Vianney Stroebel posted on Thu, 15 Jun 2017 11:44:34 +0200 as excerpted:

> On a backup drive for a home computer, disk usage as shown by 'btrfs fi
> show' is more than double the snapshots exclusive data as shown by
> "btrfs qgroup show" (574 GB vs 265 GB).
> 
> I've done a lot of research online and I couldn't find any answer to
> this problem.
> 
> Output of some commands:
> 
> sudo btrfs fi show
> Label: 'btrfs-backup'  uuid: [...]
> 	Total devices 1 FS bytes used 573.89GiB
> 	devid    1 size 698.64GiB used 697.04GiB path /dev/sdb1
> 
> btrfs fi df /mnt/btrfs-backup
> Data, single: total=670.01GiB, used=564.26GiB
> System, DUP: total=8.00MiB, used=112.00KiB
> System, single: total=4.00MiB, used=0.00B
> Metadata, DUP: total=13.50GiB, used=8.64GiB
> Metadata, single: total=8.00MiB, used=0.00B
> GlobalReserve, single: total=512.00MiB, used=14.95MiB

[Summary of quote-omitted: kernel 4.10.0 ubuntu, progs 4.9.1, subvolume 
total exclusive 265.23GB]

Five points to make here, two explaining the data that you may be 
misunderstanding, and three recommendations.

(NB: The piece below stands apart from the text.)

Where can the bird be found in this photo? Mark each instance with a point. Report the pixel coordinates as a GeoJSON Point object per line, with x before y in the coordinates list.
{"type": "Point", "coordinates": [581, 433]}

But first a disclaimer.  Note that I'm a btrfs user and list regular, but 
not a dev.  So if a btrfs dev says different, go with what they say, not 
what I say.  Also, my particular use-case doesn't use either quotas or 
snapshots, so no personal experience with them, with my knowledge there 
being from the list.  But this is list-common knowledge, and my reply 
will mean others don't have to.

The recommendations:

1) Try: btrfs balance start -dusage=0 -musage=0 /mnt/btrfs-backup

That should quickly get rid of the unused single-mode system and metadata 
chunks, which are an artifact from the way older mkfs.btrfs created the 
filesystem.  Newer mkfs.btrfs doesn't create them any more, but you still 
have to remove the ones created by old mkfs.btrfs with a manual balance.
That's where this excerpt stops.